Acht Jahre Zeit und 128 Forscher habe es gebraucht, um einen Sprach-Dolmetscher für Videotelefonie zu entwickeln. Aktuelle Forschungsprojekte sind Computer in der Kleidung, in Uhren, Fahrassistenzsysteme, Fahrzeuge, die sich wie Züge aneinanderkoppeln und Energie teilen – intelligent sei hierbei, dass die Computer nicht nur Algorithmen abspulten, sondern lernfähig, proaktiv und zielorientiert zugleich seien. Auf die Frage „Siri, wann fährt der nächste Zug nach Berlin?“ liefere ein intelligenter Computer neben der Zeit gleich auch noch das Gleis, führte Wahlster aus.

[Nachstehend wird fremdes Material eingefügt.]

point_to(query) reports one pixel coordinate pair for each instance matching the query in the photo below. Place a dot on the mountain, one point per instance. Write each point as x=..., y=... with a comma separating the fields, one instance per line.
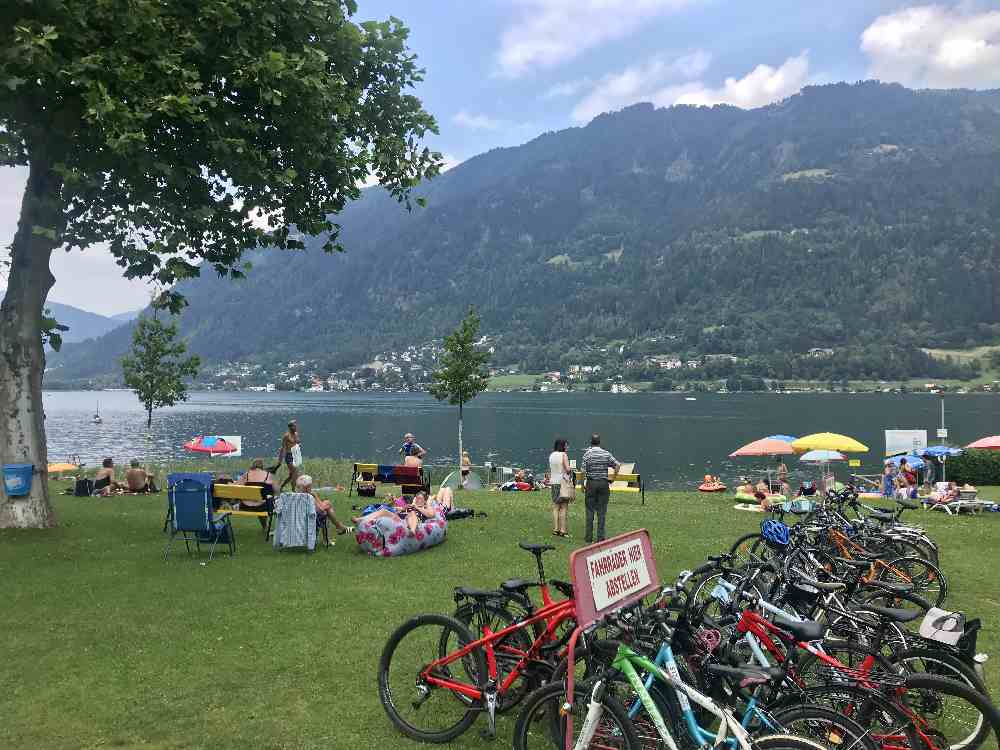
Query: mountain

Wahlsters Fazit war zugleich Beruhigung fürs Publikum: „Wir haben Supercomputer, die Leistung ist aber immer noch nicht mit der des menschlichen Gehirns vergleichbar“. Besonders emotionale und soziale Intelligenz, Feinmotorik und „das Bauchgefühl“ gingen dem Roboter ab. Er werde in Zukunft, so Wahlsters Prognose, den Menschen als „freundlicher Butler“ unterstützen, ihn aber keinesfalls ersetzen.